Abstract

This study aimed to assess CRT in individuals after acute COVID-19 infection over 1 year. We prospectively analyzed 30 individuals (male: 9, female: 21) with mild-moderate functional status after COVID-19 and 30 individuals (male: 8, female: 22) without COVID-19. Cognitive and neuropsychiatric symptoms were evaluated using the Montreal Cognitive Assessment (MoCA) and Hospital Anxiety and Depression Scale (HADS), respectively. CRT (milliseconds) was evaluated by finding the difference between the photodiode signal and the electromyographic (EMG) onset latency of anterior deltoid, brachial biceps, and triceps during the task of reaching a luminous target. CRT was evaluated three times over 1 year after COVID-19: baseline assessment (>4 weeks of COVID-19 diagnosis), between 3 and 6 months, and between 6 and 12 months. The multiple comparison analysis shows CRT reduction of the anterior deltoid in the COVID-19 group at 3-6 (p=0.001) and 6-12 months (p<0.001) compared to the control group.
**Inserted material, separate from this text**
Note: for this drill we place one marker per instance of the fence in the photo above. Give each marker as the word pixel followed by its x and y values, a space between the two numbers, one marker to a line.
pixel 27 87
We also observed CRT reduction of the triceps at 6-12 months (p=0.002) and brachial biceps at 0-3 (p<0.001), 3-6 (p<0.001), and 6-12 months (p<0.001) in the COVID-19 compared to the control group. Moderate correlations were observed between MoCA and CRT of the anterior deltoid (r=-0.63; p=0.002) and brachial biceps (r=-0.67; p=0.001) at 6-12 months in the COVID-19 group. There was a reduction in CRT after acute COVID-19 over 1 year. A negative correlation was also observed between MoCA and CRT only from 6 to 12 months after COVID-19 infection.